Из тьмы, как привидение, появляется Серко. Ребята вздрагивают. Старый мерин кладет непомерно большую голову на плечо деду. Савостий гладит ему храп. Мерин закрывает глаза, благодарно принимая ласку. Серко заслуженный конь. Ребята знают, что в гражданскую войну носил он лихого красного командира. И ухо у Серка отсечено в бою, и на крупе заплывшие рубцы от сабельных ударов. Уносил он с поля боя раненого хозяина своего, а за ним гнались враги, чтобы в плен взять молодого командира. Рубили беляки Коню круп, пытаясь достать до лежащего без памяти в седле командира. Командир тот молодой - Данилкин отец. С гражданской вернулся он на Серке, и с тех пор конь на райисполкомовской конюшне.
– Ну ступай, ступай.
– Дед говорит ласково.
– Попасись, трава-то ноне сладкая.
Савостий легонько хлопает Серка по морде, и конь послушно идет в темноту. Дед задумчиво глядит на огонь.
Андрейка уже спит, рыжая голова его и босые грязные ноги торчат из-под облезлого полушубка. Слипаются глаза и у Ромки. Вот он роняет голову, испуганно вздрагивает, взметнув белесые брови, бессмысленно поводит взглядом вокруг и окончательно засыпает. Давно спят и дедовы собаки, положив головы на лапы. От Данилки же сон бежит. Он слушает ночь. Огромная, распластала она черные звездные крылья над землей, и стихло все до утра. Костер на той стороне угас, косари спят.
Великая тишина на земле.
Замер Данилка, ощущая свое кровное родство с этой ночью, с этим тихим озером и спящими холмами. Попытался представить себе, какая она огромная, его земля, и не мог - такая огромная, что идти-идти, год будешь идти и не пройдешь с краю на край.

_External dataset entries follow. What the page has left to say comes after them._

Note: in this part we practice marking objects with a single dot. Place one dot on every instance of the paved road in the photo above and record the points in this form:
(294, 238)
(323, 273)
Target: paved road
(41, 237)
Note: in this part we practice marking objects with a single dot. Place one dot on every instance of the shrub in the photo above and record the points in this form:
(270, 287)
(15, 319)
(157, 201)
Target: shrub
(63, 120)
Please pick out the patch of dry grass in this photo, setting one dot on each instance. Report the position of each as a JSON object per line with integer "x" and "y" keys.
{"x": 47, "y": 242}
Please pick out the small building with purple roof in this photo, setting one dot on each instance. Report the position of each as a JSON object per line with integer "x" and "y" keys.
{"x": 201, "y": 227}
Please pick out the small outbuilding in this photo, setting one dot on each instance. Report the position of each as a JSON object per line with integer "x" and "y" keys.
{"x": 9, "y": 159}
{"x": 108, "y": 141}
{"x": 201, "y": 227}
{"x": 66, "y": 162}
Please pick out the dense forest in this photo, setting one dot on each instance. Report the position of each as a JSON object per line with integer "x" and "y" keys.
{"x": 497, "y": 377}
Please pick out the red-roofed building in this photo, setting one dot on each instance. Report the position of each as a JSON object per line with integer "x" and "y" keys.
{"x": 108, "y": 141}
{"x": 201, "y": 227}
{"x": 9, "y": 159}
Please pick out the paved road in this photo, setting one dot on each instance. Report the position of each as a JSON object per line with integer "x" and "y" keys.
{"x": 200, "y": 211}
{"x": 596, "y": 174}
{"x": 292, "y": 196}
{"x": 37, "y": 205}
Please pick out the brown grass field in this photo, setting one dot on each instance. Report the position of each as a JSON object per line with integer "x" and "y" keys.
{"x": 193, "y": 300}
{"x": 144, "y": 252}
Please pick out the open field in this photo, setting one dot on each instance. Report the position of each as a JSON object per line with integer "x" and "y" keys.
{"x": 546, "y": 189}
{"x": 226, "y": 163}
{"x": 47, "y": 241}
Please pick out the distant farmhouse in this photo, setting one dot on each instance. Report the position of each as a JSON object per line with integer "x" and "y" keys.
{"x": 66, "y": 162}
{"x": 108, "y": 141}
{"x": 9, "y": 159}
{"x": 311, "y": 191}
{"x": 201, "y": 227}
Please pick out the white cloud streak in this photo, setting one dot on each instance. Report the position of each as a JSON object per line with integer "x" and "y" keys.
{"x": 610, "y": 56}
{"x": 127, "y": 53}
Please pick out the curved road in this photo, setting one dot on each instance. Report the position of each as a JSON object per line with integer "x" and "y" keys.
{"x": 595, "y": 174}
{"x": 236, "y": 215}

Где-то далеко-далеко послышался петушиный крик. Ему откликается другой, третий, и у Данилки в груди теплеет от родного петушиного зова.
– Слыхал?
– Дед поднимает палец.
– Поют, жисть славют. Чего не спишь? Нога болит?
– Не-е, просто не хочется.
– Не хочется, - повторяет Савостий.
– Это уж мне не хочется. На землю наглядеться охота, веку-то с гулькин нос осталось. А ты спи, тебе еще дорога длинная.
Из-за березника всходит луна. В легком серебряном сиянии обозначились поля, напоенные светлым дымом, озеро, залитое лунной яркостью, березы, кованные из серебра, лошади, стоящие неподвижно, как копны. Две из них наклонились, почти касаясь мордами друг друга, а между ними висит луна. Кажется, держат ее кони на своих гривах, и очерченные светлым ореолом силуэты их четко выделяются на темном сукне неба.
Откуда-то доносит тихий нежный звон.
– Чо это?
– спрашивает Данилка.
– Луна звенит, - отвечает дед.
Данилка смотрит на дивно чистую, будто прозрачную луну на гривах лошадей и верит деду - звенит луна. Притихшие кони тоже слушают этот загадочный звук.
– Ты, Данилка, на землю-то свою гляди, - раздумчиво, будто самому себе говорит дед.
– Глаза-то в руки возьми - и гляди, гляди. А то мы топчем-топчем ее, а видеть не видим, чего под ногами-то. Когда уж к краю подойдем, тогда и прозреем, ахнем - раскрасавица-то какая, земля-то наша зеленая. Ты гляди, Данилка, гляди на ее. Сердцем гляди-то, душой.